CMK'nın 102. maddesi kapsamındaki
tahliyeler gündemdeki sıcaklığını koruyor. Geçtiğimiz hafta tartışmalara ilişkin bir
basın toplantısı düzenleyen
Yargıtay Başkanı Hasan
Gerçeker, "sorunun kaynağında yargılamaların makul süre içinde bitirilememesinin yattığını" belirtti ve çözüm olarak istinaf
mahkemelerinin hayata geçirilmesini adres gösterdi.
Bu açıklamaya
cevap veren
Adalet Bakanı Sadullah Ergin ise "Bundan sonra sadece ne
istinaf mahkemelerini kurmak ne de sadece Yargıtay ve Danıştay'ı takviye etmek yeterli olur. Bu tedbirlerin birlikte, eşzamanlı devreye alınması ve beraberce uygulanması halinde neticeye ulaşılabilir" şeklinde konuştu.
Peki son dönemde en çok konuşulan kavramlardan biri haline gelen istinaf mahkemeleri nedir ve ne işe yarar? İşte cevabı...
İstinaf,
Arapça kökenli bir kelime olup Yargıtay ile ilk derece mahkemeleri arasında kurulacak üst derece mahkemelerince yapılacak olan yargısal denetimin adıdır.

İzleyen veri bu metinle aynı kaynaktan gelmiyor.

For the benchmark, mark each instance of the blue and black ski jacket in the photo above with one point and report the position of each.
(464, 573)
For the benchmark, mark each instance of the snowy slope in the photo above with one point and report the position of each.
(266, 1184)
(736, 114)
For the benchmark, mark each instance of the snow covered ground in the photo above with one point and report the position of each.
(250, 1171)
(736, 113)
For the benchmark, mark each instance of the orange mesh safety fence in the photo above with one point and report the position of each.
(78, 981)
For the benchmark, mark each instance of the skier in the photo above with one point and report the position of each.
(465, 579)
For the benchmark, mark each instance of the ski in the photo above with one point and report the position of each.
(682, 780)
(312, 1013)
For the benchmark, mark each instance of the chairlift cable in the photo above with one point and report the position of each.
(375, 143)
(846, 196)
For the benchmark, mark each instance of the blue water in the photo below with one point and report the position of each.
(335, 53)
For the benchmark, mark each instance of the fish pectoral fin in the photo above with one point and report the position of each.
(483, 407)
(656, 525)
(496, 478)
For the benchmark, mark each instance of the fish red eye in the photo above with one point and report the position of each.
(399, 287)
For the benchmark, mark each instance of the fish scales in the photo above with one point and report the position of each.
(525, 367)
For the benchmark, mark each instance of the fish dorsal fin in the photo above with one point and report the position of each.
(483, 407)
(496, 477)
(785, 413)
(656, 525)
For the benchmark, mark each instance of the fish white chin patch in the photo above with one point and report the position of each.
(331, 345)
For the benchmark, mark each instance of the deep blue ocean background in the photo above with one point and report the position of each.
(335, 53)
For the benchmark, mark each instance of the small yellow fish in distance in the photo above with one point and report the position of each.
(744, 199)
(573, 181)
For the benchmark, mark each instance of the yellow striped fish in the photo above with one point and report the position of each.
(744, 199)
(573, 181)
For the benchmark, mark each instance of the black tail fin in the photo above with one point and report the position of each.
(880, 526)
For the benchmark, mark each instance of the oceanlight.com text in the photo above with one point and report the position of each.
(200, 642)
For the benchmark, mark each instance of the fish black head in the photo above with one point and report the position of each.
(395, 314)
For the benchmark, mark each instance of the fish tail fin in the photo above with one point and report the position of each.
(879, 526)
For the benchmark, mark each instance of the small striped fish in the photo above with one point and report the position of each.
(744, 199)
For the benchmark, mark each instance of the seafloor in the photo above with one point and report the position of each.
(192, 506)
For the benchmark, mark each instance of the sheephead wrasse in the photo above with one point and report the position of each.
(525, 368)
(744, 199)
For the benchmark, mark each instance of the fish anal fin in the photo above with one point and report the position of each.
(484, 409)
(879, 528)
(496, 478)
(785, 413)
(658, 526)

Yani mahkemelerin verdiği kararlar bir üst mahkemede bir kez daha gözden geçirilecek, gerekirse yeniden
duruşma yapılacak,
delil toplanacak ve
tanık dinlenebilecektir.
Mahkeme kararlarının bir kez daha incelenmesi, denetlenmesi adli hataların ortadan kaldırılarak doğru ve adil kararlar verilmesine
hizmet edecektir. Özellikle istinaf mahkemelerinde görev yapacak hâkimler tecrübeli ve uzmanlaşmış olanlar arasından seçileceğinden ve toplu olarak çalışacaklarından kararların en az hatayla alınmasını sağlayacaktır.
Kanuna göre toplam 5 yıla kadar olan
hapis cezaları, değeri 5 bin liraya kadar olan hukuk davaları ve her türlü para cezasına ilişkin kararlar, on yıla kadar
hapis cezası gerektiren suçlara dair
beraat kararları istinaf mahkemelerinde karara bağlanacağı için Yargıtay'a gitmeyecektir. Hukukçuların ifade ettiğine göre bu tablo Yargıtayın iş yükünü oluşturan davaların % 60-70'ini ortadan kaldıracaktır.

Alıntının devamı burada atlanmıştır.